The newest AI model from Google can manage a robot, so forget about AI that can draw drawings.
A vision-language-action (VLA) model that can convert text and images into robotic activities was unveiled by Google on Friday as Robotics Transformer 2 (RT2).
According to Vincent Vanhoucke, Head of Robotics for Google DeepMind, RT-2 transfers knowledge from web data to guide robot behavior, just like language models do when they are trained on text from the internet to understand general ideas and concepts. RT-2 is able to speak robot, in other words.
Vanhoucke contends that while chatbots can be taught by providing them with information on a subject, they must go a step further and gain “grounding” in the real world. He uses a red apple as his illustration. A chatbot may be taught the definition of an apple by just telling it what it is, but a robot would need to know all of its details, be able to tell it apart from something similar (such a red ball), and know how to pick up an apple.
RT-2 advances the situation beyond Google’s RT-1(Opens in a new window) and other models by utilizing online data. You would need to teach a former model what trash is and how to utilize it, for example, if you wanted them to toss anything away. Even if you haven’t explicitly said what trash is or how to use it with RT-2, the robot can determine these details on its own utilizing web data.

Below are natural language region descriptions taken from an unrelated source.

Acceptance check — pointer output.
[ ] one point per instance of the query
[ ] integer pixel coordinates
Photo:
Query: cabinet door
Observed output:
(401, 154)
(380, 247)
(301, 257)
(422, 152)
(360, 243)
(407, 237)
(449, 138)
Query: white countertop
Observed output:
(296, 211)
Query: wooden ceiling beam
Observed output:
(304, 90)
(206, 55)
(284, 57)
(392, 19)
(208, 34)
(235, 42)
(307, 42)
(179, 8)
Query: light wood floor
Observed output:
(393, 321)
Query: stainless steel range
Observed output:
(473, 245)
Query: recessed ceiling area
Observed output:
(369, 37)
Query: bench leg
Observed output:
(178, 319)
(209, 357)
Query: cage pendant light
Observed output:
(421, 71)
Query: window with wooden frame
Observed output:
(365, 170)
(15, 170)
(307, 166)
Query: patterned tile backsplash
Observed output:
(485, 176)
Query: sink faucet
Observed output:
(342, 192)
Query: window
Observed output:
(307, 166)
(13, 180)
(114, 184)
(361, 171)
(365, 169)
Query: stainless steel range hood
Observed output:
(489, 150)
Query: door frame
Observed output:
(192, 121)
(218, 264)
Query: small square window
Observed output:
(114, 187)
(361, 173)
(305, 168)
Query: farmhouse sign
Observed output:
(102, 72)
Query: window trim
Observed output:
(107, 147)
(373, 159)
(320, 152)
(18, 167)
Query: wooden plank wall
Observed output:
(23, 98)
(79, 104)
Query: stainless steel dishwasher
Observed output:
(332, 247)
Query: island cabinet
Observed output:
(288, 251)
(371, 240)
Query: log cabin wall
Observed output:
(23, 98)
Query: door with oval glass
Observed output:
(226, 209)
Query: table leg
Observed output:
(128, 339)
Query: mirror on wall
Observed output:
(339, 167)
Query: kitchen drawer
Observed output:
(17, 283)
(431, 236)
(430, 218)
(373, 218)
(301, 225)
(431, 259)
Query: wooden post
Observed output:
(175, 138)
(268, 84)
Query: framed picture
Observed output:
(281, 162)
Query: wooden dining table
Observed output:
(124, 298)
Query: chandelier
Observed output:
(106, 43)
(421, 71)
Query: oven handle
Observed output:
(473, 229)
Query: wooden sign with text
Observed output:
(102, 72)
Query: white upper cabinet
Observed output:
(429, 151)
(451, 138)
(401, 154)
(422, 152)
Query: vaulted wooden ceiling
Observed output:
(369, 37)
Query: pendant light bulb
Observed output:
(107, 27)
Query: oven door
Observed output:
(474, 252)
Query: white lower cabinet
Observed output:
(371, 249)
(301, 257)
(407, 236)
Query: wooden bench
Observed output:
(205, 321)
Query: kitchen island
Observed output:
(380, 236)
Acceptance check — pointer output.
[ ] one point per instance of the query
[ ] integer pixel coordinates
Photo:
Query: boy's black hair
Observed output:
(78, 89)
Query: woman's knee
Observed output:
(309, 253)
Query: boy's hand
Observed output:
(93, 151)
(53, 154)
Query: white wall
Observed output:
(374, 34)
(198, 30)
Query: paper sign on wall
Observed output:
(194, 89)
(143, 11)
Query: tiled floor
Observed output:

Robots are now capable of learning and applying what they have learned to new circumstances thanks to RT-2. However, Google cautions that RT-2 can currently only assist a robot in improving at physical tasks it is already proficient at, not in learning them from beginning.
Even so, it represents a significant advancement and demonstrates what may be feasible in the future. On its DeepMind blog, Google provides additional information about how RT-2 functions.